This discussion came up in mozilla.dev.identity – how do you make a decent password strength meter? Now it could be that someone’s already done this (links?), but I’ve never been embarrassed about reinventing the wheel, so here are my thoughts.
IMO, most password strength indicators suck. They give a fixed bonus for adding punctuation or numbers or upper-case letters, and you can’t have a strong password until you have several of those categories. Therefore, to take random examples, a lot of them think “correct horse battery staple” is a worse password than “Tr0ub4dor&3″.
Inspired by xkcd, here’s a straw-man proposal for a Unicode password strength meter which avoids some of the obvious flaws, while still not being overly-complex to implement. Note that this is about strength (resistance to brute force attacks), not about memorability or anything else.
- Classify every code point by its Unicode script. (The data needed for this is not large, as most scripts are in contiguous ranges.)

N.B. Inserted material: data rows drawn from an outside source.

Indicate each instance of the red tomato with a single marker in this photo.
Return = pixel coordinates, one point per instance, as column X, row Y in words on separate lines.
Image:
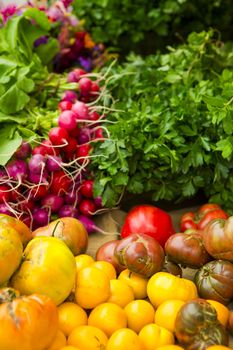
column 149, row 220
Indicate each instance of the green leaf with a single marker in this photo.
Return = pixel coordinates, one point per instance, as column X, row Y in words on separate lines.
column 8, row 144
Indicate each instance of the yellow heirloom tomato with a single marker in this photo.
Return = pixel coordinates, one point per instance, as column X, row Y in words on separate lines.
column 164, row 286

- For each script used, take the number of commonly-used characters (this would be a predefined lookup table), and add the values together to make an “entropy” value, which is a rough proxy for the size of the character space from which the password’s characters were taken. So e.g. an Arabic numeral is 10, an unaccented Latin letter is 26, an uppercase Latin letter is 26, a Chinese character would be about 20,000.
- Multiply the entropy by the password length in characters.
- Make sure it’s over a certain threshold, which can vary depending on the application. You might use 300 for web forum membership login, and 1000 for a bank. One could develop recommendations.
e.g.
“Tr0ub4dor&3″:
26 (lower-case Latin letter)
+ 26 (upper-case Latin letter)
+ 10 (Arabic numeral)
+ 15 (simple punctuation)
= 77
77 * 11 = 847
“correct horse battery staple”:
26 (lower-case Latin letter)
+ 15 (simple punctuation)
= 41
41 * 28 = 1148
Now, the flaw of this proposal is that the measure assumes all the password characters are independently chosen. Perhaps the way to solve that is to add or multiply a bonus for “script transitions” – letters to punctuation, one alphabet to another alphabet, etc. Because words, the most common case where successive characters are not independent of each other, are most often all one script.
“Tr0ub4dor&3″ has 7 such transitions, “correct horse battery staple” has 6. But “intelligentsia”, while being long, has none.
Thoughts?